Certes la Damnation de Faust, n'est pas à proprement parler un opéra. Cette légende dramatique conçue initialement par Berlioz pour le concert est plus une succession de scènes (à l'origine huit scènes du Faust de Goethe). Alvis Hermanis, coutumier des détournements de cadre (on se souvient de son "Trouvère au musée" à Salzbourg) choisit d'y plaquer un concept scientifique prétendument philosophique : l'odyssée du savoir se mue donc en une quête d'un nouveau monde, en faisant de Faust un scientifique et l'un des héros du projet Mars One, qui envisage la colonisation de la planète Mars par un panel d'humains volontaires à l'horizon 2025.
Dans ce cadre, il a fait du génial scientifique Stephen Hawking, théoricien des origines de l'univers cloué dans un fauteuil roulant par la SLA, le « nouveau Faust du XXIème siècle ». Si l'idée en soi n'est pas mauvaise, elle souffre d'une mise en œuvre inutilement démonstrative qui perd complètement de vue les éléments du mythe Faustien, et l'œuvre de Berlioz. Dès lors, Faust et Marguerite deviennent les sujets d'une expérience manigancée par Méphisto, sorte de savant fou assisté d'une horde de sbires en blouse blanche (qu'ils soient étudiants ou voisins de marguerite). Les danseurs sont donc assimilés à des animaux de laboratoire qui s'agitent vainement en cage sous le regard désincarné de Hawking. Le tout étant illustré de multiples projections de nature ou d'animaux qui, au mieux donnent un caractère vaguement bucolique (on est loin cependant de la poésie subtile de la musique) et bien souvent soulignent lourdement le texte (la chanson du rat illustrée par des rats en cage) et distraient le spectateur de l'action des chanteurs.
Fort heureusement les oreilles sont plus gâtées que les yeux, même si les forces de l'Opéra de Paris ne sont hélas pas au niveau où on les avait entendues dans Moise et Aaron.
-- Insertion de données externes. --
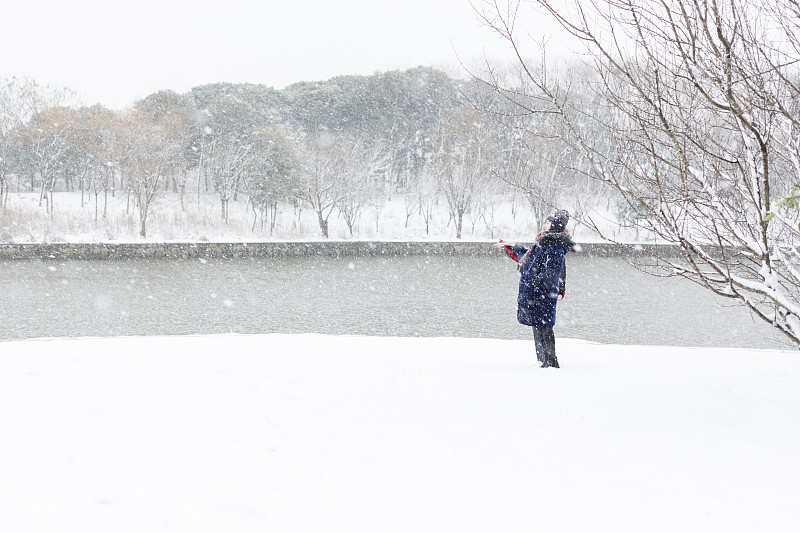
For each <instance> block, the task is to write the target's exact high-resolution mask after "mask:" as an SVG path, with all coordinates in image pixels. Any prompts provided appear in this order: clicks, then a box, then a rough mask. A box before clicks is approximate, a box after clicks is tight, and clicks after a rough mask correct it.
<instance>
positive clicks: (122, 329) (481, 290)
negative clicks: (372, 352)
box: [0, 253, 794, 349]
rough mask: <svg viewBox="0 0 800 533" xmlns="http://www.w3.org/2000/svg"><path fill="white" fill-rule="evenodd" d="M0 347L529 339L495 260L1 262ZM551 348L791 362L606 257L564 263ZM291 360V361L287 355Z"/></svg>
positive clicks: (674, 292)
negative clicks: (357, 339) (259, 333)
mask: <svg viewBox="0 0 800 533" xmlns="http://www.w3.org/2000/svg"><path fill="white" fill-rule="evenodd" d="M0 267H2V277H0V312H1V313H2V317H3V318H2V324H3V325H2V331H0V338H1V339H26V338H41V337H79V336H118V335H186V334H213V333H231V332H235V333H326V334H354V335H379V336H424V337H437V336H457V337H489V338H518V339H528V338H530V337H531V332H530V328H527V327H524V326H520V325H519V324H518V323H517V321H516V293H517V283H518V280H519V275H518V273H517V271H516V268H515V267H516V265H515V264H514V263H513V261H511V260H509V259H508V258H505V257H502V256H500V254H499V253H498V255H497V256H419V255H416V256H413V255H412V256H391V257H342V258H333V257H311V258H305V257H304V258H280V259H260V258H252V259H209V260H197V259H191V260H134V261H125V260H117V261H81V260H75V261H5V262H0ZM567 268H568V278H567V294H566V298H565V299H564V300H563V301H562V302H560V303H559V305H558V318H557V324H556V328H555V331H556V336H557V337H568V338H577V339H585V340H589V341H596V342H603V343H617V344H658V345H675V346H704V347H706V346H732V347H751V348H794V346H793V345H792V344H790V343H789V342H788V341H787V340H786V339H785V338H784V337H783V336H782V335H781V334H779V333H778V332H777V331H775V330H774V329H773V328H771V327H770V326H769V325H767V324H764V323H762V322H761V321H759V320H757V319H755V318H753V317H751V315H750V314H749V313H748V312H747V311H746V310H745V309H743V308H742V307H739V306H736V305H733V304H732V303H731V302H728V301H727V300H723V299H720V298H718V297H715V296H714V295H712V294H710V293H707V292H705V291H703V290H702V289H700V288H699V287H697V286H695V285H694V284H692V283H690V282H688V281H685V280H680V279H670V280H666V279H661V278H654V277H651V276H648V275H646V274H644V273H641V272H639V271H638V270H636V269H635V268H633V267H632V266H631V265H629V264H628V263H627V262H626V261H625V260H624V259H622V258H619V257H590V256H586V255H580V254H576V255H570V256H568V266H567ZM299 349H302V348H301V347H299Z"/></svg>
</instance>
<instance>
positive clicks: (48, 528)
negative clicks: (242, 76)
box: [0, 335, 800, 533]
mask: <svg viewBox="0 0 800 533" xmlns="http://www.w3.org/2000/svg"><path fill="white" fill-rule="evenodd" d="M0 349H1V350H2V357H0V428H2V432H3V433H2V439H0V476H2V487H3V488H4V491H3V492H4V494H3V496H2V498H0V531H8V532H13V533H47V532H59V533H64V532H73V531H74V532H80V533H107V532H114V533H122V532H132V533H141V532H148V533H156V532H186V533H202V532H214V533H228V532H236V533H246V532H259V533H263V532H265V531H270V532H273V531H274V532H281V533H289V532H313V533H318V532H337V531H341V532H346V533H356V532H368V533H379V532H436V533H441V532H459V533H464V532H480V533H486V532H523V531H548V532H556V531H575V532H590V531H591V532H596V531H613V532H620V531H623V532H628V531H630V532H657V531H663V532H670V533H675V532H683V533H685V532H704V533H706V532H726V533H729V532H747V533H751V532H771V533H777V532H796V531H800V506H798V502H799V501H800V482H798V480H799V479H800V358H798V356H797V354H796V353H795V352H779V351H769V350H737V349H690V348H673V347H642V346H606V345H598V344H591V343H586V342H582V341H575V340H565V339H559V340H558V351H559V354H558V355H559V359H560V361H561V363H562V368H561V369H559V370H554V369H540V368H538V366H537V365H536V363H535V357H534V356H533V355H532V350H533V346H532V342H530V341H518V340H487V339H456V338H441V339H429V338H428V339H424V338H380V337H345V336H321V335H259V336H235V335H231V336H227V335H226V336H205V337H203V336H199V337H141V338H104V339H94V338H88V339H72V340H65V339H56V340H29V341H20V342H5V343H2V344H1V345H0Z"/></svg>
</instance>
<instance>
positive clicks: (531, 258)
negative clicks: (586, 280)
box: [517, 232, 575, 328]
mask: <svg viewBox="0 0 800 533" xmlns="http://www.w3.org/2000/svg"><path fill="white" fill-rule="evenodd" d="M537 244H538V250H535V255H533V257H532V258H531V259H528V261H526V262H525V265H524V266H523V267H522V275H521V276H520V279H519V296H518V297H517V320H519V323H520V324H524V325H526V326H533V327H536V328H552V327H553V326H555V324H556V302H557V301H558V294H559V278H560V277H561V273H562V270H563V268H564V256H565V255H566V254H567V252H571V251H572V250H574V246H575V243H574V242H573V241H572V239H571V238H570V237H569V235H567V234H566V233H560V232H547V233H545V234H544V235H542V237H541V238H540V239H539V242H538V243H537ZM526 251H527V250H526Z"/></svg>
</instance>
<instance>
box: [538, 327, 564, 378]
mask: <svg viewBox="0 0 800 533" xmlns="http://www.w3.org/2000/svg"><path fill="white" fill-rule="evenodd" d="M533 342H534V343H535V344H536V359H538V360H539V362H540V363H542V366H543V367H548V366H552V367H555V368H559V366H558V359H557V358H556V336H555V333H553V328H536V327H535V328H533Z"/></svg>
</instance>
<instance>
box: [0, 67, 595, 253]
mask: <svg viewBox="0 0 800 533" xmlns="http://www.w3.org/2000/svg"><path fill="white" fill-rule="evenodd" d="M65 101H66V98H65V97H64V96H63V94H62V93H60V92H59V91H56V90H53V89H50V88H44V87H41V86H39V85H37V84H36V83H35V82H34V81H31V80H19V79H9V80H5V81H4V82H3V84H2V87H0V202H1V205H2V207H3V208H6V207H7V206H8V201H9V192H22V191H24V192H27V193H31V192H33V193H36V194H38V196H39V204H40V205H41V207H42V209H44V210H46V211H47V212H48V213H51V212H52V211H53V209H54V207H55V206H56V205H57V204H58V193H59V192H63V191H80V193H81V198H82V202H81V203H82V205H83V204H84V200H83V199H84V197H85V203H86V205H87V206H89V207H91V208H93V209H94V212H95V216H96V217H103V216H105V214H106V211H105V206H106V205H107V204H108V198H109V196H112V197H114V196H116V197H119V196H121V195H125V196H126V197H127V199H128V204H129V205H130V206H131V210H132V211H133V210H135V212H136V213H137V214H138V222H139V228H140V229H139V234H140V236H142V237H146V236H147V221H148V216H149V215H150V213H151V210H152V209H153V205H154V200H155V199H157V198H158V197H159V195H162V194H164V193H172V194H177V195H178V196H179V197H180V205H181V206H183V205H185V202H186V201H188V198H189V197H190V196H191V195H193V194H197V195H199V194H201V193H215V194H216V195H217V196H218V202H219V203H218V205H219V207H220V213H221V218H222V219H223V220H225V219H226V218H227V216H228V212H229V206H230V203H231V202H237V201H240V202H242V201H246V202H247V203H248V208H249V209H252V212H253V214H254V216H255V217H256V218H257V219H258V220H259V221H260V222H261V224H262V226H264V227H269V228H271V227H272V226H274V224H275V220H276V216H277V213H278V211H279V210H280V209H281V206H285V205H287V204H291V205H297V206H302V207H303V208H305V209H311V210H313V212H314V213H315V214H316V218H317V220H318V223H319V229H320V232H321V234H322V235H324V236H326V237H327V236H328V233H329V230H328V225H329V219H330V217H331V215H332V214H336V216H338V217H341V218H343V219H344V220H345V222H346V223H347V225H348V227H349V228H350V232H351V234H352V231H353V226H354V225H355V224H356V222H357V221H358V219H359V217H360V216H361V214H362V213H363V212H364V210H365V209H366V208H367V207H370V206H371V207H374V208H377V209H380V205H381V203H382V202H385V201H386V198H387V197H389V196H390V195H391V194H396V193H403V194H404V195H406V197H412V198H414V203H415V204H416V209H417V210H418V211H419V213H421V214H422V215H423V216H425V212H426V210H427V211H428V212H430V210H431V209H432V206H433V205H434V204H438V203H440V202H443V203H446V206H447V209H448V212H449V214H450V217H451V220H452V222H453V224H454V227H455V232H456V236H457V237H459V238H460V237H461V235H462V228H463V220H464V216H465V215H466V214H468V213H473V214H475V213H476V212H479V211H480V210H486V209H490V208H491V206H492V205H493V204H495V203H496V202H497V201H498V200H499V199H508V198H509V197H510V196H511V195H515V194H516V195H522V196H524V198H525V199H527V207H529V208H530V209H531V210H533V212H534V213H535V215H536V216H537V217H540V216H541V214H543V213H544V212H545V211H547V210H549V209H550V207H549V205H552V204H553V203H555V202H557V201H559V200H560V199H562V198H563V197H564V196H569V197H574V196H575V192H576V191H579V190H580V191H586V190H587V189H590V188H593V187H594V188H596V184H593V183H592V182H591V180H587V179H586V178H585V177H578V175H577V174H576V175H574V176H571V175H568V173H565V171H564V170H562V168H566V167H568V166H569V164H566V165H565V164H564V159H565V158H569V157H571V156H570V154H565V153H562V152H560V150H563V148H559V146H560V145H557V144H556V143H554V142H553V143H552V146H551V145H550V143H549V142H548V140H547V135H546V131H547V128H548V122H547V121H548V118H547V115H540V114H537V113H536V112H535V109H533V108H532V109H531V112H527V113H525V112H523V113H521V112H520V109H519V106H518V105H511V104H509V103H508V102H506V101H504V99H503V98H502V97H501V96H500V95H498V92H497V91H495V90H493V88H492V87H489V86H486V85H485V84H484V83H482V82H481V81H479V80H477V79H475V80H466V81H465V80H457V79H454V78H452V77H450V76H448V75H447V74H445V73H443V72H441V71H438V70H435V69H432V68H426V67H418V68H414V69H410V70H406V71H392V72H386V73H377V74H374V75H371V76H339V77H335V78H332V79H330V80H327V81H323V82H313V83H311V82H303V83H297V84H294V85H291V86H289V87H287V88H285V89H283V90H275V89H273V88H270V87H266V86H263V85H252V84H227V83H218V84H211V85H204V86H199V87H195V88H194V89H192V90H191V91H189V92H187V93H184V94H178V93H176V92H172V91H161V92H157V93H154V94H151V95H149V96H147V97H146V98H144V99H142V100H140V101H137V102H136V103H135V104H134V105H133V106H132V107H131V108H130V109H126V110H124V111H119V112H117V111H112V110H109V109H106V108H104V107H102V106H99V105H95V106H91V107H77V106H70V105H67V104H65V103H64V102H65ZM531 132H534V134H531ZM536 132H542V133H543V135H536V134H535V133H536ZM554 163H558V164H554ZM575 164H578V162H577V160H576V163H575ZM519 191H523V192H519ZM589 196H594V197H595V199H596V198H597V195H596V194H594V195H591V194H590V195H589ZM578 209H580V207H578Z"/></svg>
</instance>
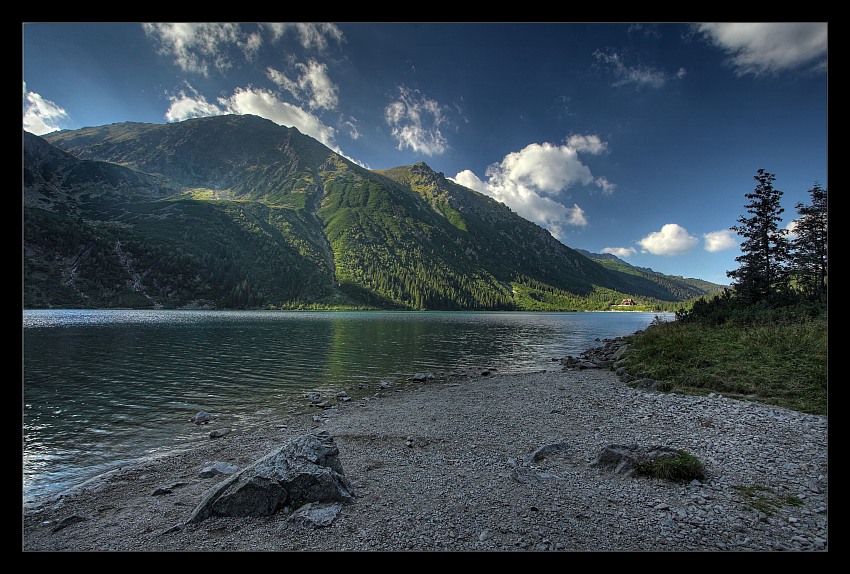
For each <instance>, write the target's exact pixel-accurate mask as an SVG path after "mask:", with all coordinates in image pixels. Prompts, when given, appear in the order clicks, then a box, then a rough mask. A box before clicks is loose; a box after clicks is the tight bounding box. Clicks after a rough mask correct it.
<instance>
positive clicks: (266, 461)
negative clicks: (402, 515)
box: [187, 431, 354, 523]
mask: <svg viewBox="0 0 850 574" xmlns="http://www.w3.org/2000/svg"><path fill="white" fill-rule="evenodd" d="M338 455H339V449H338V448H337V446H336V444H335V443H334V440H333V437H331V436H330V434H328V433H327V432H326V431H321V432H319V433H317V434H308V435H301V436H298V437H296V438H294V439H292V440H291V441H290V442H288V443H287V444H285V445H284V446H282V447H280V448H279V449H277V450H275V451H273V452H271V453H270V454H268V455H266V456H265V457H263V458H261V459H260V460H258V461H257V462H255V463H254V464H252V465H251V466H249V467H247V468H245V469H244V470H242V471H240V472H239V473H237V474H235V475H233V476H231V477H230V478H227V479H225V480H224V481H222V482H221V483H220V484H218V485H216V486H215V487H213V488H212V489H211V490H210V491H209V492H208V493H207V494H206V495H205V496H204V499H203V500H202V501H201V502H200V503H199V504H198V506H197V507H196V508H195V510H194V511H193V512H192V514H191V516H190V517H189V519H188V520H187V523H193V522H200V521H202V520H205V519H206V518H209V517H211V516H270V515H272V514H274V513H276V512H278V511H279V510H281V509H282V508H284V507H285V506H290V507H293V508H298V507H300V506H303V505H304V504H307V503H309V502H319V503H323V502H340V503H349V502H352V501H353V499H354V497H353V495H352V494H351V489H350V486H349V483H348V480H347V479H346V478H345V475H344V472H343V469H342V465H341V463H340V462H339V458H338Z"/></svg>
Les chœurs apparaissent notemment beaucoup plus prosaïques dans cette œuvre qui devrait être le cœur de leur répertoire. On regrette en particulier certains excès de dynamique qui nuisent à la précision et à la compréhension. Nul doute que leur précision va s'affiner au fil des représentations. Par ailleurs, même s'il tire de belles sonorités de ses musiciens (cordes et petite harmonie notamment), Philippe Jordan déçoit en ne réussissant pas à donner à l'orchestre le souffle et la passion romantique que réclame cette œuvre. La danse des sylphes est délicate et subtile, mais la marche hongroise peu héroïque et surtout la course à l'abîme, illustrant le voyage vers Mars, dépourvue de l'intensité dramatique terrifiante qui devrait saisir le spectateur plongé dans cette chute jusqu'aux enfers.